This article outlines what a Name Scheme is and how it can be used to both pair chains and assemble sequence reads in one step. For information on how to create a Name Scheme see the How to Create a Name Scheme article. See also the Sanger Tutorial 3. Using Name Schemes to pair and assemble sequences.
The video below describes how to make use of the information contained in your Sanger sequence names to pair chains and assemble forward and reverse reads.
Jump to:
Introduction
A Name Scheme allows users to define common sequence name structures. Once created, Name Schemes can be used to automatically extract important information such as the sample name, chain, sequencing direction and sample well from each sequence. This information can then be used automatically when performing analyses and for annotating results.

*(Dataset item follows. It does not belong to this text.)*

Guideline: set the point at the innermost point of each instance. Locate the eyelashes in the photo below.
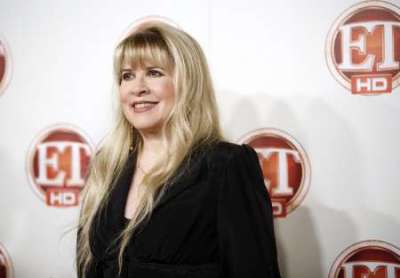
(128, 75)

Name schemes are usually only useful for Sanger sequences and similar, as NGS sequences (such as from MiSeq) rarely have biologically meaningful names.
Common uses for Name Schemes include:
- Creating custom columns in analysis results from sequence names, so that those columns can be used for matching when adding Assay Data.
- Defining a Common Identifier from sequence names to use for pairing Heavy and Light chain sequences.
- Defining a Common Identifier and optional chain for use when assembling Sanger reads.
Let’s look at an example to illustrate. Suppose an organization's sequences are named in the following way:
Chain_Sample_SequencingDirection_well.ab1
An example sequence might be:
The above highlighted sequence can be said to have the following parts, separated by an underscore:
- Chain = VH
- Sample = Donor1
- SequencingDirection = rev
- Well = B12
These "parts" can be used to tell Biologics how to designate and handle your sequences in downstream analysis once assigned. The underscore separator is referred to as a Delimiter. Note that other characters can be specified as delimiters, like periods (.) etc.
Based on this, we are able to create standard rules for how to read sequence names of this format. To learn how to make a Name Scheme, follow this link.
Note: To utilise the power of Name Schemes in Geneious Biologics, it is important that sequence names can be described by relatively consistent format or formats. It is easiest to simply establish consistent sequence name formats in your organisation. However, if this is not possible, one solution could be to Batch Rename sequences first, before applying a Name Scheme.
Batch Assemble Sanger Sequences
To assemble Sanger sequences using a Name Scheme, first select the Batch by Name Scheme option, then select the name scheme you would like to use from the Name scheme dropdown. Only Name Schemes that contain a field with a Common Identifier type will be available for selection.
The assembly process will apply the Name Scheme to your input sequences by splitting their names by the Name Scheme delimiters, then extracting the Common Identifier and Chain fields (if the latter is present). It will then use the values it encounters for these fields in each sequence as the unique key for assembly. Here is an example with the following sequences:
VH_31023_5;B5
VH_31023_3;B6
VK_31023_5;H11
VK_31023_3;H12
We have defined a Name Scheme that contains delimiters of _; and two fields for Common Identifier (the second split piece) and Chain (the first split piece). Batch assembly will apply the Name Scheme to our four sequences to create assembly keys of 31023_VH for the first two sequences and 31023_VK for the second two. As these keys will be the same for two sequences each, the Heavy and Kappa sequences will be assembled together as desired.
Output sequences will be named according to the assembly key for readability, but all fields from the Name Scheme will be saved to each sequence for display in downstream results.
Pair Heavy/Light Chains
Note that you do not need to run Pair Heavy/Light Chains if you have run Batch Assemble Sanger Sequences with a Name Scheme containing chain information, you can proceed straight to Antibody Annotation.
The Pair/Heavy Light Chains analysis operation allows the selection of a name scheme with a Common Identifier field for pairing sequences using their value for this field. The output of this operation will contain the input sequences that have been paired where they had an identical value for their Common Identifier field.
Let's look at an example to illustrate, suppose we have the following sequences:
VH_31023;B5
VK_31023;H11
and we have defined a Name Scheme with delimiters of _; and a Common Identifier field for the second split piece. When we run the Pair Heavy/Light Chains operation with this Name Scheme, it will split each sequence by the delimiters and determine that both share a common identifier value of 31023. The two sequences will be output paired and shown together as a single row in Antibody Analysis results.
Antibody Annotator
Antibody Annotator can make use of Name Schemes to simplify your workflow. Once you have Batch Assembled your sequences using a Name Scheme (if this is required), you can proceed directly to Antibody Annotator which will recognise that you have already associated your sequences with a Name Scheme and make use of the name scheme fields automatically. It will pair Heavy and Light chains using the Common Identifier field in your Name Scheme. It will also save all Name Scheme display fields so they are visible as columns in the results.
If your data does not require assembly, you can proceed straight to Antibody Annotator using your raw sequences and specify a Name Scheme with a Common Identifier field. This will be used to pair the sequences by chain if you select the Both chains in associated sequences option for Selected sequences are:. All fields from the selected Name Scheme will be visible as columns in the results.